Cuando el abuelo venía a casa a pasar los fines de semana, toda mi familia cambiaba de aspecto. Mi padre, generalmente un hombre alegre y amable, se encogía ante aquel viejo terrible. Mi madre se encerraba en la cocina y se dedicaba a guisar, a planchar o a coser como si en toda la semana no hubiera tenido tiempo de hacer esas cosas. Mi hermana Doloritas desaparecía y se pasaba el sábado y el domingo con sus amigas, evitando así cruzar la mirada con el anciano. Yo era demasiado pequeño para comprender ciertas sutilezas y aún no me había percatado de la incomodidad que provocaba en mis allegados la presencia de mi abuelo Marcial.
Aquel hombre impresionaba por su aspecto y su actitud. Ya estaba más cerca de los cien años que de los noventa, pero su espalda permanecía increíblemente derecha. Su rostro enjuto, su mirada fiera y glauca bajo unas pobladísimas cejas blancas y, sobre todo, la nívea presencia de un enorme bigote que contrastaba con el recio y corto cabello castrense que coronaba su cabeza, no podían dejar a nadie indiferente. Habría que haberlo visto con su uniforme de general, cuando aún ejercía su profesión militar.
Aquel sábado, a la hora de la sobremesa, mi madre se había refugiado de nuevo  en la cocina, mientras mi padre dormitaba frente al televisor y yo jugaba en el suelo con el tanque que me había regalado el abuelo con motivo de mi sexto cumpleaños. En eso, mi hermana Doloritas cruzó el salón, camino de la calle.
-Adiós a todos, me voy a la manifestación – había dicho a mi padre con un beso y se acercó al abuelo para repetir la despedida. Llevaba puesta una camiseta malva en la que se podía leer “NOSOTRAS PARIMOS, NOSOTRAS DECIDIMOS”.
-¿A qué manifestación? – preguntó el abuelo, taladrándola con la mirada.
-A la de apoyo a la Ley del Aborto  – contestó Doloritas con naturalidad.
-¿Cómo te atreves? – aulló el viejo, temblando de ira – ¿No sabes que la vida es sagrada y que el aborto es un pecado contra la Ley de Dios? ¿Eso te enseñan tus padres? – y después de tomar aliento gritó: ¡El aborto es un crimen repugnante!
Sorprendentemente, Doloritas permaneció impasible ante el viejo, mientras mi padre se encogía más aún en su sofá y mi madre no se atrevía a salir de la cocina.
-Es curioso, abuelo – respondió mi hermana en un tono irónico, impropio de una jovencita de dieciséis años – ¿Por qué será que los que condenáis el aborto, en nombre de la vida, no condenáis la pena de muerte? Aquí ya no hay ejecuciones, gracias a la Democracia, pero en América y en China, sí; y nunca te he oído protestar por ello.
El abuelo había perdido el dominio de la situación.
-No es lo mismo, los ajusticiados son criminales.
-Pero la vida es sagrada, ¿no?  – respondió mi hermana – Incluso la vida de los más de 200 infelices que condenaste a muerte después de la guerra, cuando eras juez militar.
El abuelo palideció. La memoria se puede volver insoportablemente pesada, cuando alguien nos obliga a rescatarla desde los abismos de una forzada amnesia.
-¡Esos eran rojos! – gritó el abuelo, fuera de sí – ¡Criminales comunistas!
-¡Mentira! – le contestó Doloritas, impertérrita – Los había de todos los partidos, de Izquierda Republicana, anarquistas, socialistas, y hasta una pobre chica analfabeta de mi edad, a la que fusilasteis por “pegar panfletos subversivos”. ¿Dónde estaba entonces tu respeto “cristiano” a la vida, viejo fascista?

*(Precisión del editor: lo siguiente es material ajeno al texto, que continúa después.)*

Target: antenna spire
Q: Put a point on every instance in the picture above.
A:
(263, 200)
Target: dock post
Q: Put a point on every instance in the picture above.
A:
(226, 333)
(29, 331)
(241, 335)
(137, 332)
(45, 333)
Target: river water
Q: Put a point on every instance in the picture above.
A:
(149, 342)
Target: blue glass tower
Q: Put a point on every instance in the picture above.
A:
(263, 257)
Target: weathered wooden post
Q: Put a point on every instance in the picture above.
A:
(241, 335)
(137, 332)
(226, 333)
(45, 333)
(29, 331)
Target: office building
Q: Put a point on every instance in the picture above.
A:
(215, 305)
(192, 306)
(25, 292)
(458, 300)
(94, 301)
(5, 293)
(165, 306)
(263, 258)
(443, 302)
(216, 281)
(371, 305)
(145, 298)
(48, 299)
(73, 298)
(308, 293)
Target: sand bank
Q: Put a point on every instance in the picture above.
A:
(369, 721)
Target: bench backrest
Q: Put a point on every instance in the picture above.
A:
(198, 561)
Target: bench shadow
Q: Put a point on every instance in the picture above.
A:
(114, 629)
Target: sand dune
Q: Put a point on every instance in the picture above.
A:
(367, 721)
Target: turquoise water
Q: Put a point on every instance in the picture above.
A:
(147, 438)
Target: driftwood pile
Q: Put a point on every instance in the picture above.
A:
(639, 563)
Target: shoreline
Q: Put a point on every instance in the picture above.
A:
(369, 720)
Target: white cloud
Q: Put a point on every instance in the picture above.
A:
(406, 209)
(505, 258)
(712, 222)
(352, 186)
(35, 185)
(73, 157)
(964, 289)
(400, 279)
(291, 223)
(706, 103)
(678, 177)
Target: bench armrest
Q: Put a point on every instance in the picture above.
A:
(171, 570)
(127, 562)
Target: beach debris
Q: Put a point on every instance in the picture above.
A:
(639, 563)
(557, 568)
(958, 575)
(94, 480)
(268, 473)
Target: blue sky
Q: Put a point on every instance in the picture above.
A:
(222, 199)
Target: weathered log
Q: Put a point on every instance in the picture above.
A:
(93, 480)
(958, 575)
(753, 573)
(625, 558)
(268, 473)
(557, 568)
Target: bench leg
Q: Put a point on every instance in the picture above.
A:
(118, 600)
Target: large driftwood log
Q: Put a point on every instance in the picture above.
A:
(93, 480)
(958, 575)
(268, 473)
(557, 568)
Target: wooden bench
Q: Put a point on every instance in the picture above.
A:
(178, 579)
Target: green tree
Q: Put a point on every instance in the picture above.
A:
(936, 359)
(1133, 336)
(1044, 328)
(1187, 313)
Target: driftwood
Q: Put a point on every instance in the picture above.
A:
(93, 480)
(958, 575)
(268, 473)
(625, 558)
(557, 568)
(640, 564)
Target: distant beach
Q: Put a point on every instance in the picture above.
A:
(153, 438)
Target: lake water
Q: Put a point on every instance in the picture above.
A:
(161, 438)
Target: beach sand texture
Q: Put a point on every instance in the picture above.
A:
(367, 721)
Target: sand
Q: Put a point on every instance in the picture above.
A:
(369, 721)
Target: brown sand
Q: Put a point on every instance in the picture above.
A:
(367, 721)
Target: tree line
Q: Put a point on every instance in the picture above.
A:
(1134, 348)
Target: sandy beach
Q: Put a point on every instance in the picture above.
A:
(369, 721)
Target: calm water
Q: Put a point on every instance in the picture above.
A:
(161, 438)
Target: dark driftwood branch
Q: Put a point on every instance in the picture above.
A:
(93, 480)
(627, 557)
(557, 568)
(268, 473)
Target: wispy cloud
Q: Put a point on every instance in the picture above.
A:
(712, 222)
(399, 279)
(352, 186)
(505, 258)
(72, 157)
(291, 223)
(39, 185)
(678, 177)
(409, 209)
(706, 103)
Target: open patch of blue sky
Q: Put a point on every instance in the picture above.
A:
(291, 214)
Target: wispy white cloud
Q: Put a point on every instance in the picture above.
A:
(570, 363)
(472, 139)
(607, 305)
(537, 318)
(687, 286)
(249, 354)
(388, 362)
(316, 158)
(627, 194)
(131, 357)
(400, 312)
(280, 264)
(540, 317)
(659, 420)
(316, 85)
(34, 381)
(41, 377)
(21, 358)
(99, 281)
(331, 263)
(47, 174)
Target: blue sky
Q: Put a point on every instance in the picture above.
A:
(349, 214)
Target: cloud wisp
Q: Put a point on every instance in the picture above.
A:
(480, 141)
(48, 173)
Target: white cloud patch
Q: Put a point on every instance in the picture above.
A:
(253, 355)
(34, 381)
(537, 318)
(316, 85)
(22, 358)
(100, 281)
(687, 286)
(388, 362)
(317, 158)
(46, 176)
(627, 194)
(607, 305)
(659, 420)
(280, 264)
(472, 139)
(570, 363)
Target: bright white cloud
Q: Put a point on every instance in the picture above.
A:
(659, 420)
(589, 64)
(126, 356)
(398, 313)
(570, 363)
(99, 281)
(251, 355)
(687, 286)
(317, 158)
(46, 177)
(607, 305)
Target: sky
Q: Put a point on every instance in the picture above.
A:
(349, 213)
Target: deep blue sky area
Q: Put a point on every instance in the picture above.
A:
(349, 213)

El abuelo saltó del sillón como empujado por un resorte y alzó su huesuda mano hacia el rostro de mi hermana; pero del lugar que ocupaba mi padre salió una voz poderosa: ¡No te atrevas a pegar a mi hija! ¡Ella vale más que tú y que yo!
Y el viejo juez militar, con la cara descompuesta y temblando de pies a cabeza, se marchó de casa y no volvió nunca  a visitarnos.